A recent announcement by Atomico, one of Europe’s largest venture capital firms based in London, introduced its new partner Healx.
The startup can boast of having the world’s most comprehensive artificial intelligence-based drug discovery platform for rare diseases.
The founders of Healx, Dr. Tim Guilliams, Ph.D., and Dr. David Brown, were inspired after reading about Bertrand Might, an infant who was coping with a rare and undiagnosed disease.
There are about seven thousand rare diseases affecting approximately four hundred million people worldwide. However, treatment is available to only a scant five percent.
The failure rate for drug development is ninety-five percent. Considering the average cost of about two to three billion dollars over a twelve to fifteen-year period, it is understandable that companies focus drug discovery on common diseases. But where does that leave people with rare diseases?
Guilliams and Brown saw the need and intend to do their part in fulfilling that need. Their goal for Healx is to move one hundred rare disease treatments to clinic by 2025.
The company says that it is able to move to clinical trials eighty percent faster with up to ninety percent lower cost. They believe the program will bring with it a higher chance of success than methods currently used for drug discovery.
The First Symptoms
The first symptoms of Bertrand’s rare disease were evident when he was one month old. Matt and Cristina, his parents, noticed that he was constantly “under duress”. By six months he had no motor control and his anxious parents knew something was seriously wrong. Bertrand underwent a series of tests. After several false alarms the doctors decided that he might possibly have a metabolic disorder which may account for the delay in his development. A metabolic disorder would mean Bertrand had a missing or impaired enzyme.

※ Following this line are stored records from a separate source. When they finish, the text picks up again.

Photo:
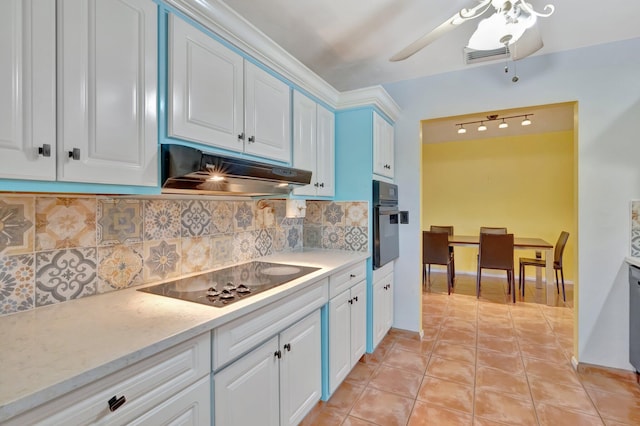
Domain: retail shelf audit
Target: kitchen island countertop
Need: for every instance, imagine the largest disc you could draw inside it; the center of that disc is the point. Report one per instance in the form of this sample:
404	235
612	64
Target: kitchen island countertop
49	351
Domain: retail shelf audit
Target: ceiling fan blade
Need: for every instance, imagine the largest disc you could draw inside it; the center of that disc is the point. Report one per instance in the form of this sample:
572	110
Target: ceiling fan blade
426	39
451	23
529	43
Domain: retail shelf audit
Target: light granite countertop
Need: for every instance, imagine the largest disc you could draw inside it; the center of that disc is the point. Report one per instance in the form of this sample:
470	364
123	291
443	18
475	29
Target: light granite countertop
50	351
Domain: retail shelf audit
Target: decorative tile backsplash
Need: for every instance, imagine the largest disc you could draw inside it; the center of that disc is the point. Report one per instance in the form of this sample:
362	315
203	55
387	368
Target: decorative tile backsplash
635	229
55	248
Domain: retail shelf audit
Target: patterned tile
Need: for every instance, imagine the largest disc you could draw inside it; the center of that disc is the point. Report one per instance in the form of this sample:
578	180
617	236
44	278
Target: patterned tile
65	222
294	238
63	275
244	247
244	216
357	214
333	214
333	237
313	215
196	218
16	225
356	238
635	243
161	259
221	250
264	242
17	289
312	236
118	221
196	254
161	219
119	267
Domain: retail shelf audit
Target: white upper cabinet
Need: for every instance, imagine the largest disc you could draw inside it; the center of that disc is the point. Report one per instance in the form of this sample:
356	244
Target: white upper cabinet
383	146
217	98
107	91
314	145
27	90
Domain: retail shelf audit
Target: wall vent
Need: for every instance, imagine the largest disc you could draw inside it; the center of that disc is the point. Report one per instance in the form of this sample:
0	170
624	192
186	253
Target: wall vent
472	56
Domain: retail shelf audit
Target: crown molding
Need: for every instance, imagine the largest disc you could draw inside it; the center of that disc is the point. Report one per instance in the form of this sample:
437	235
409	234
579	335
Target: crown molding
224	21
219	18
374	95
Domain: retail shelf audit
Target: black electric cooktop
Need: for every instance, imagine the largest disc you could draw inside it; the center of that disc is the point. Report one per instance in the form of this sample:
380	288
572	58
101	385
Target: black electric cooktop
225	286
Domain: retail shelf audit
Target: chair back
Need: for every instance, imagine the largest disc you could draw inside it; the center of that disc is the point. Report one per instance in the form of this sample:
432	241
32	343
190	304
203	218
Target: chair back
490	230
496	251
435	248
559	249
447	229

The next step is to locate and identify that enzyme.
A glimmer of hope for Bertrand occurred when he was fifteen months old. Oligosaccharides (sugar molecules) were discovered in his urine. Within a few weeks, after more testing, the possibilities were down to eighteen rare disorders.
There was nothing significant to report until, at age three, Bertrand’s parents enrolled him in a small pilot study with eleven other children who had undiagnosed disorders.

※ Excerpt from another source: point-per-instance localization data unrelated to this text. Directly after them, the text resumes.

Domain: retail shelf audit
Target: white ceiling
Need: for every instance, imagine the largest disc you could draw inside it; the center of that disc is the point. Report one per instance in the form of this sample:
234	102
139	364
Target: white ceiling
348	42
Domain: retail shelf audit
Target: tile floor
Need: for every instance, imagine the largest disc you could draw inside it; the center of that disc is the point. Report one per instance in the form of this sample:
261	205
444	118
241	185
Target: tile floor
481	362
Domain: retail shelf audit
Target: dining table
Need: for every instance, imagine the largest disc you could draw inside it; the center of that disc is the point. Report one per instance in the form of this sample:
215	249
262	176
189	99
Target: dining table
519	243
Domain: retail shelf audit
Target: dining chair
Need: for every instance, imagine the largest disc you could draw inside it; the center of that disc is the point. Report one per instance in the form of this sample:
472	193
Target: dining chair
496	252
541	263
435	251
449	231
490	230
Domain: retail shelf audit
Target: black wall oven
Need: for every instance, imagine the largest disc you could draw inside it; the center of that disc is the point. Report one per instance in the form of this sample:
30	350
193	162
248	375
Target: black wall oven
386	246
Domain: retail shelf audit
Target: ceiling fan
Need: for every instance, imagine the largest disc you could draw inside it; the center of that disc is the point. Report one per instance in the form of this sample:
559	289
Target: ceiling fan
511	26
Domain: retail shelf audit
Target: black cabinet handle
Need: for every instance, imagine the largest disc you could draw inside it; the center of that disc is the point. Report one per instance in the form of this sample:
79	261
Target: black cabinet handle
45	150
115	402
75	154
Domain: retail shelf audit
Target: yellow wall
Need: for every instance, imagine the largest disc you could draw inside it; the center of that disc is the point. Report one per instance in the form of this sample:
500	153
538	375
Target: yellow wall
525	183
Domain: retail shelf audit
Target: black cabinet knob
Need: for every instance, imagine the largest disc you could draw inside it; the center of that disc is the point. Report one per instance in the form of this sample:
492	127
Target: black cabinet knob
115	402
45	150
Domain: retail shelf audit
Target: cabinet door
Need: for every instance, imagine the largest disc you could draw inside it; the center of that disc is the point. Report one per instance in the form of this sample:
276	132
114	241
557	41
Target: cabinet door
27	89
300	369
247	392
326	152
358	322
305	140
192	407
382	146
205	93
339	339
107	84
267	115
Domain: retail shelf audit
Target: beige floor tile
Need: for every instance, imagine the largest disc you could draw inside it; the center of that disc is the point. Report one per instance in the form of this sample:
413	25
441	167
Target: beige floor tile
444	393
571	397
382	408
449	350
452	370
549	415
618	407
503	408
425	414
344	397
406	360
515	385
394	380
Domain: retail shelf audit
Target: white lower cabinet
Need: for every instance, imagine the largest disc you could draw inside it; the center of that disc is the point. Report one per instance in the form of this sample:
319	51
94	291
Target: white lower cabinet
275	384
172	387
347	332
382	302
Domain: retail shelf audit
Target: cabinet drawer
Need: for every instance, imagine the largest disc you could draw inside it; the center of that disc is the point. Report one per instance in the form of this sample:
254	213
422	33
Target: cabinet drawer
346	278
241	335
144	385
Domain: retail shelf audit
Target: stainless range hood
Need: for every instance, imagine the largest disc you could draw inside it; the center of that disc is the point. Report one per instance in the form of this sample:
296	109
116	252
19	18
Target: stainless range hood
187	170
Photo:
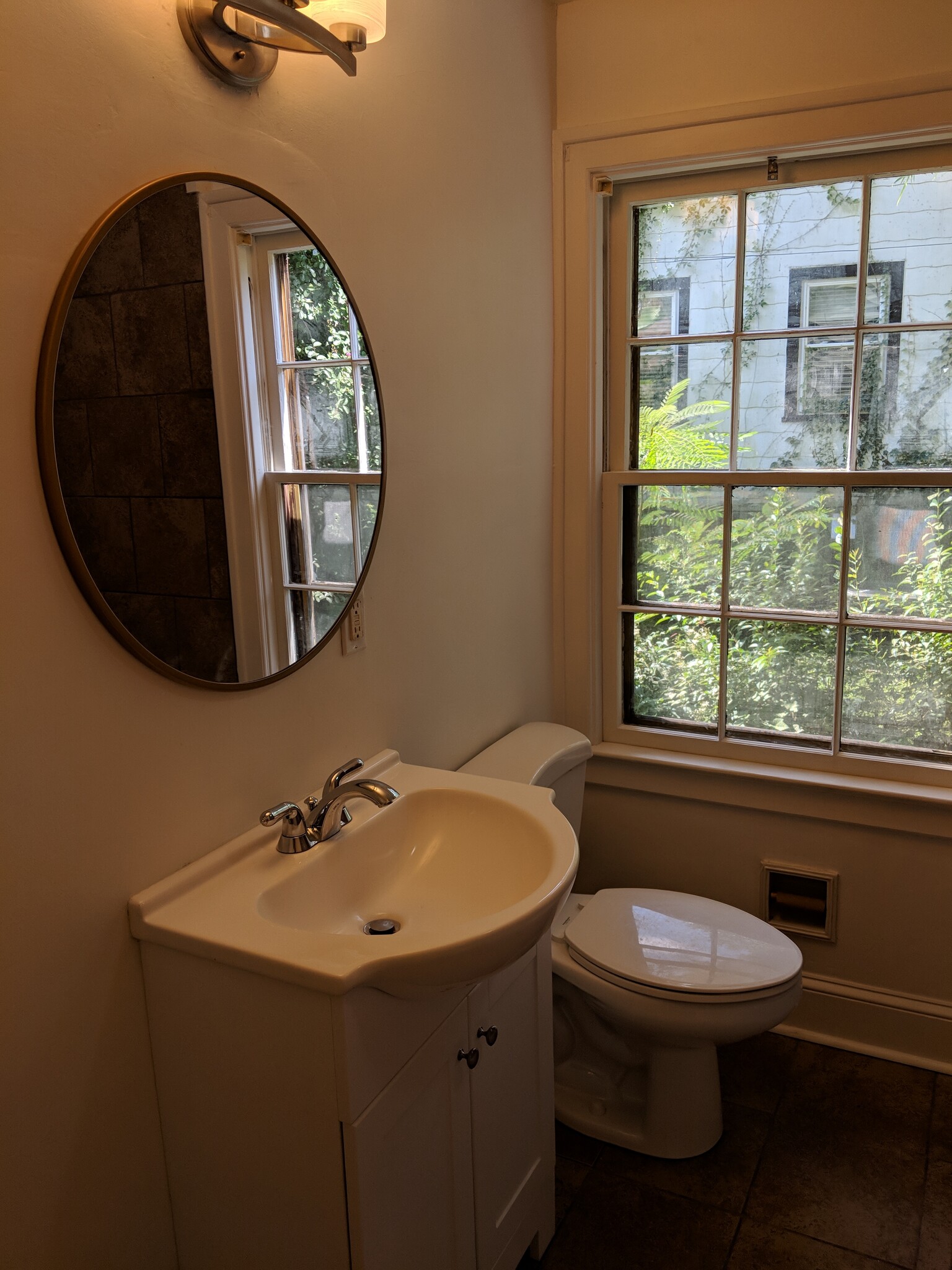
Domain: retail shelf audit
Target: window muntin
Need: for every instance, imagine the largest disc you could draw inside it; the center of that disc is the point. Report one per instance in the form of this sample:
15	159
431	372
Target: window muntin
803	455
327	436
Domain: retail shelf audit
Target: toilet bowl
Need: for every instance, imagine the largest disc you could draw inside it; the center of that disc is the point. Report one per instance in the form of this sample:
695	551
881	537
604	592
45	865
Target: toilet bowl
646	984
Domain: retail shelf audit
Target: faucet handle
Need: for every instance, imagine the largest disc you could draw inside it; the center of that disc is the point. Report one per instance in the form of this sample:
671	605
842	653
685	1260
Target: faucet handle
295	837
337	776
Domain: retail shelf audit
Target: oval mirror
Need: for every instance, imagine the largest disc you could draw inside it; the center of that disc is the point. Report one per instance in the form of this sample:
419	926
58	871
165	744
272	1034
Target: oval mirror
211	432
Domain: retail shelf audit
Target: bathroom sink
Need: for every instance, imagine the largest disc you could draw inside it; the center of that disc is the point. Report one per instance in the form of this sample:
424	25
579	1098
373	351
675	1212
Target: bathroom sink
469	870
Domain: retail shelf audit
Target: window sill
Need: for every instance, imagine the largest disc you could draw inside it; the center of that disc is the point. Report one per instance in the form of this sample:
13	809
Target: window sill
881	804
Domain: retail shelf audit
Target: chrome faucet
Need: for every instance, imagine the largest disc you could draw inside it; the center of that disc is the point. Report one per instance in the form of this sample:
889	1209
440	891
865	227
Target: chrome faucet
329	819
328	814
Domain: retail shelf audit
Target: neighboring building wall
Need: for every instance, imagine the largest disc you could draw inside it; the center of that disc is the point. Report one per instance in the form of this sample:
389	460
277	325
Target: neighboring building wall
136	437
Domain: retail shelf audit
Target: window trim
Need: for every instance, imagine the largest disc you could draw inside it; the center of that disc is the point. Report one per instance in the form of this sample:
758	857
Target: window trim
806	130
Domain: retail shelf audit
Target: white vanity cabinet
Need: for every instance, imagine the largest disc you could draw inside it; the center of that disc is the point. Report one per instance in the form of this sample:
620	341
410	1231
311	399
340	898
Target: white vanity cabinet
345	1133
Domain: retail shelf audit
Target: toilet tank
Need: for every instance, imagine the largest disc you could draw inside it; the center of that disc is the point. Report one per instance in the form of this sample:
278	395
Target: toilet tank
540	753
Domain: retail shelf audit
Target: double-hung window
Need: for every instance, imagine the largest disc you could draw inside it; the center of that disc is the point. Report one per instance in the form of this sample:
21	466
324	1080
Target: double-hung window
778	486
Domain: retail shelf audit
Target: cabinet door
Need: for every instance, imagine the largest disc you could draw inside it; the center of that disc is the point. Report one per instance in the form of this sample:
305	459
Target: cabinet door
409	1163
509	1158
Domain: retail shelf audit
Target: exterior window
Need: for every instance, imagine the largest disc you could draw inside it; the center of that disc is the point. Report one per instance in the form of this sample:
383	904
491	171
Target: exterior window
327	451
778	520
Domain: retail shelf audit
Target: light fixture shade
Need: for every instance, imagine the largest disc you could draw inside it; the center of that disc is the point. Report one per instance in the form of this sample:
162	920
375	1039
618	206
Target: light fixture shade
369	14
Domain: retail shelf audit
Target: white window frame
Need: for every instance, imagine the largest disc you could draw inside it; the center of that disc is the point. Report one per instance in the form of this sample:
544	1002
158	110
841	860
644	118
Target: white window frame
240	231
587	164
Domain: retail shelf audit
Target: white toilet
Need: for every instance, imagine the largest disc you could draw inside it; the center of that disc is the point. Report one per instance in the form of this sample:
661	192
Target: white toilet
646	984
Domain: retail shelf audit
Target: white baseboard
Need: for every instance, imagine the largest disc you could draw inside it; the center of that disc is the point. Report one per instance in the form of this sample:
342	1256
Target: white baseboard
914	1030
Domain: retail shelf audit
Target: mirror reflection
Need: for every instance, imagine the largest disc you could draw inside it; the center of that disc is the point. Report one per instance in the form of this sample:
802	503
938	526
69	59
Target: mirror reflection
218	432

The study was conducted by the genetics team at Duke University using whole-exome sequencing. Until such time as whole-genome sequencing becomes less expensive, exome sequencing is an excellent choice for scientists to use when searching for rare mutations.

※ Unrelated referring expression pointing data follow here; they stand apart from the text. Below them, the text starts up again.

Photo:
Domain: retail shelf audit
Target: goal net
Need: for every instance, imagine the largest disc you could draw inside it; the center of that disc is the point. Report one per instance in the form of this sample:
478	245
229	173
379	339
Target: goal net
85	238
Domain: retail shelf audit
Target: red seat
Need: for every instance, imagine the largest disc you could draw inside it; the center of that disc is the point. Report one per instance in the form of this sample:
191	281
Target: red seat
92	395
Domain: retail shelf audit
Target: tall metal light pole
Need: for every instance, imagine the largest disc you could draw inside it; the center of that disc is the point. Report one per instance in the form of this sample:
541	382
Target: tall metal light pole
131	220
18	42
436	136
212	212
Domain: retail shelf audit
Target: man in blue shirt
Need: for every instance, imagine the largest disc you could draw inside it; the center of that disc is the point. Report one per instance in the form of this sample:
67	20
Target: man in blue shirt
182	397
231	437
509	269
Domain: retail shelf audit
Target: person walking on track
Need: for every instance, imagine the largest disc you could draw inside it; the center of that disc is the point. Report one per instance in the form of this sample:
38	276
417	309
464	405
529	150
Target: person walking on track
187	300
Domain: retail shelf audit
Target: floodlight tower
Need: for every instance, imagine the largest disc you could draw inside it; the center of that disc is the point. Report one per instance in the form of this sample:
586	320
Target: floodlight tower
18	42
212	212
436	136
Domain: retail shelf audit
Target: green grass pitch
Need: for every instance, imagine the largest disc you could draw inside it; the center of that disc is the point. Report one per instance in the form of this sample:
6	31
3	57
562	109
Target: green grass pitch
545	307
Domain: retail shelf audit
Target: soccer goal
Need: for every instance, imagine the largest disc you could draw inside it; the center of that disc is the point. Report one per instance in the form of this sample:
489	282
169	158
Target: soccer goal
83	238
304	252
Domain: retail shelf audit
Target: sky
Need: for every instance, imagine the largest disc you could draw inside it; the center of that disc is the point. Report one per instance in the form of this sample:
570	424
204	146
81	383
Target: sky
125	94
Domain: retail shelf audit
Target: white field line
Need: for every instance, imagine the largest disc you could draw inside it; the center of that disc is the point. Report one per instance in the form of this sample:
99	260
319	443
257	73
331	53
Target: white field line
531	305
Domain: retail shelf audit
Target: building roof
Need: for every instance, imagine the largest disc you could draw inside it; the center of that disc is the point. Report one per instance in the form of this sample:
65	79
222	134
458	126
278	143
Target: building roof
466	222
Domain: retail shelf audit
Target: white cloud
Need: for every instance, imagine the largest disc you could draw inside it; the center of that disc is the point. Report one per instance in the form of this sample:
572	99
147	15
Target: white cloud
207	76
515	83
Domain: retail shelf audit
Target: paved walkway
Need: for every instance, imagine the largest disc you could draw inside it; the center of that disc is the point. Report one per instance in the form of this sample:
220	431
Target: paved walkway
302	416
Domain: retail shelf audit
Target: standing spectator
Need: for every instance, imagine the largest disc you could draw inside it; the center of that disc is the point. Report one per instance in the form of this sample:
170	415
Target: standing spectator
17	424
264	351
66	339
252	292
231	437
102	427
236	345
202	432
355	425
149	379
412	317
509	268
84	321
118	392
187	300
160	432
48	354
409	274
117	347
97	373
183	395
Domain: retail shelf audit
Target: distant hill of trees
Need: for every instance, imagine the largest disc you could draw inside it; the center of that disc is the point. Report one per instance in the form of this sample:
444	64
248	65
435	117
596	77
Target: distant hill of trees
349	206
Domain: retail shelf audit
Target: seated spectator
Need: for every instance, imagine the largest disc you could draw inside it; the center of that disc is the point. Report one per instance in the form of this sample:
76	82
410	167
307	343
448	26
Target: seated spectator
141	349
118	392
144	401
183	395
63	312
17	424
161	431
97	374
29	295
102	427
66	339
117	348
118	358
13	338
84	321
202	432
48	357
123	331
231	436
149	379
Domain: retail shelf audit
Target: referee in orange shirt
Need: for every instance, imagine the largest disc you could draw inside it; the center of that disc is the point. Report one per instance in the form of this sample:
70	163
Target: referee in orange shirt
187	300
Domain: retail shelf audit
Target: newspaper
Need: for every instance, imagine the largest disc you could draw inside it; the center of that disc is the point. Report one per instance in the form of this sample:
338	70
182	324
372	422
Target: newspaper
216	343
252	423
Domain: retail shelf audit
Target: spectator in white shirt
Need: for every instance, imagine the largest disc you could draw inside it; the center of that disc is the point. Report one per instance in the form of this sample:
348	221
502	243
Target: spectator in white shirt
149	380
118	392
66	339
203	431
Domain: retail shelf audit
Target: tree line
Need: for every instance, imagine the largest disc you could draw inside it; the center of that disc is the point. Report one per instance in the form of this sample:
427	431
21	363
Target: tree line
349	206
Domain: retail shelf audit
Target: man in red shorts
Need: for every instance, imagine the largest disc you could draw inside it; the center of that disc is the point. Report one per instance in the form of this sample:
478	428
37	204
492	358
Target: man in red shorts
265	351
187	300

By age three Bertrand’s symptoms included multifocal epilepsy, developmental delay, involuntary movements, abnormal functioning of his liver and lack of tear production.
Bertrand was four and a half years old when the study ended. The team at Duke had an answer for his parents. The boy most likely had an very rare disease called N-glycanase deficiency (NGLY1). There are now only eighteen cases in the entire world. The NGLY1 gene has never been previously connected to any disease but it appears to be the cause of Bertrand’s illness. The study has since been published in the Journal of Medical Genetics.
Now almost seven years old, Bertrand functions as a six to an eight-month-old child. He is able to hold a bottle and sit unattended. He can communicate emotions through eye movement and gestures. According to his father, he is generally a happy, healthy boy. Bertrand has a set physical therapy routine. He uses a mechanical aide that can be adjusted to varying degrees of assistance to help him practice walking.
From Computer Science to Medicine
It is easy to see how Dr. Might’s dedication to his son could easily move him from the world of computer science to the world of medicine.
When Bertrand became the first patient worldwide who was diagnosed with NGLY1 deficiency, Dr. Might decided to use social media to locate other patients and form a community. He set up a non-profit dedicated to developing treatments for NGLY1 deficiency. The scientific efforts of the community are responsible for identifying two NGLY1 deficiency therapeutics. Others are actively being developed.
The Need For Funding
Orphan drug development depends on clinical trial funding. The term orphan drug came about due to the fact that research for rare diseases was often neglected as opposed to easily diagnosed diseases.
Dr. Might’s NIH funded research and other philanthropic efforts are geared toward rare disease, chronic conditions, and cancer.
Between 2016 and 2018, he served in President Obama’s Precision Medicine Initiative in the Department of Veterans Affairs and the National Institute of Health.
Healx: Initial Success
If successful, early drug discoveries may be credited to Healx for the development of potential treatments for fragile X syndrome, Pitt-Hopkins syndrome, neuroblastoma, and CDKL5 diseases.
Healx and FRAXA Research Foundation are preparing to begin fragile X clinical trials later this year. Fragile X syndrome is believed to be the leading cause of autism.
Healx has set an impressive goal of advancing one hundred rare disease treatments to clinic by the year 2025. The founders agree that the Fragile X trials are only the beginning of the effect their efforts will have on drug discovery.